12-08-2014 03:34 AM | Arable, Cereal, Crops, Market Reports, News

Keep sugar beet crops clean for maximum return this harvest



Sesvanderhave’s trials reflect the good health of sugar beet across the region, and with good prices secured for this harvest year, growers should aim to keep crops clean to make the most of a bumper yield, advises Richard Robinson, Trials and Research Manager at Sesvanderhave UK.

“The contract price for the crop in the ground is good, therefore it is worth investing in to keep crops clean with good leaf” says Richard.

“Recent rain across most of the beet-growing region has benefited crops. Although there is a bit of mildew occurring in a few places, most growers applied fungicide treatments in good time and have kept disease in check.”

Towards the end of August and into September growers should regularly check crops for brown rust. The first sighting of disease is an indicator that a T2 treatment may be required.


As yet there is no evidence of silver Y moth, but growers should remain vigilant. The pest is especially active in warm and wet weather and large populations can cause significant yield loss from de-foliation.

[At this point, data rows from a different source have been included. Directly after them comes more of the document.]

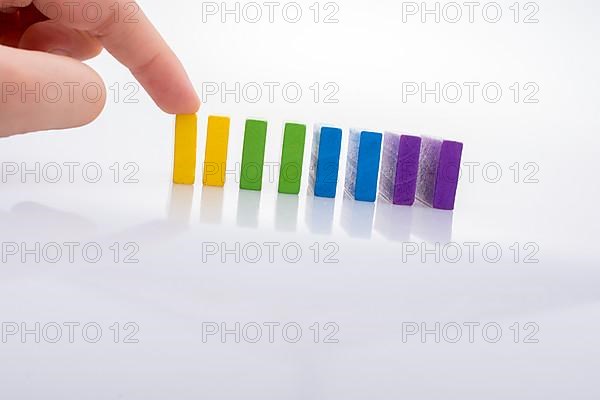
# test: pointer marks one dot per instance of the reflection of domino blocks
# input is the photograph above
(400, 168)
(253, 156)
(439, 169)
(362, 168)
(186, 132)
(215, 160)
(292, 158)
(325, 161)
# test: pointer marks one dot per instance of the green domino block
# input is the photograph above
(253, 155)
(292, 157)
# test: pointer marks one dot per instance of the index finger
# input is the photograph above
(125, 31)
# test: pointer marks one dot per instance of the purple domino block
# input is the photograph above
(439, 169)
(400, 168)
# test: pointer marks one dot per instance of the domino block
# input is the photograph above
(292, 158)
(439, 169)
(325, 161)
(186, 133)
(362, 168)
(400, 168)
(253, 156)
(215, 159)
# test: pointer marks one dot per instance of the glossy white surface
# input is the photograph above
(370, 292)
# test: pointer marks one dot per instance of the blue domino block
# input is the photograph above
(362, 171)
(325, 163)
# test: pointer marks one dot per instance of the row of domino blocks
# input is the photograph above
(411, 167)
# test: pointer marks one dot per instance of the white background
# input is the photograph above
(370, 292)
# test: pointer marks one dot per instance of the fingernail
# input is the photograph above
(60, 52)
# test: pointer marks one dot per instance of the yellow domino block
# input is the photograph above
(215, 160)
(186, 132)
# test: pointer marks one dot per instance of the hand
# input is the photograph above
(43, 83)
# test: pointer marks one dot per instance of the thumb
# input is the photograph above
(41, 91)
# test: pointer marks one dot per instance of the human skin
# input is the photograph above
(43, 44)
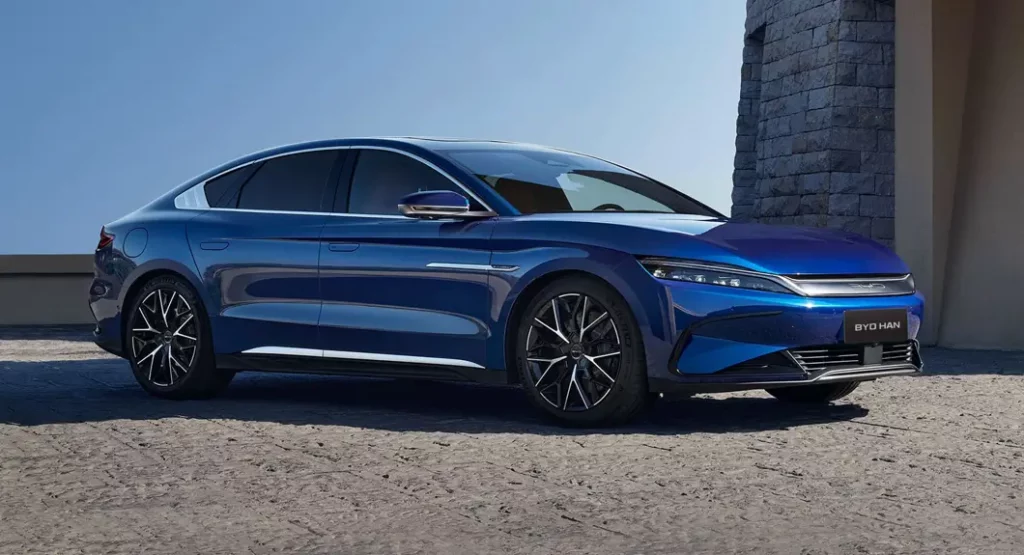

“We’ve seen low levels of bolters across this year, mainly down to warmer temperatures during March and April, but low bolting varieties remain a key objective for UK breeding and testing. Where there are any individual bolters, growers should go through the crop and hand pull, to prevent weed issues building up for the future,” suggests Richard.

Sesvanderhave’s trials are looking good with high yields forecast over the 18,000 plots across East Anglia and Lincolnshire. “Growers will be re-assured to know our next generation of genetics looks set to continue the year on year increase in breeding progress,” says Richard.

“Our UK trials team has just completed the second bolter assessment from our own trials of commercial seed drilled early on 21st February and report 5% average bolting across all varieties. It remains critical to drill Bolter Trials this early to get reliable data on varietal susceptibility to bolting,” Richard concludes.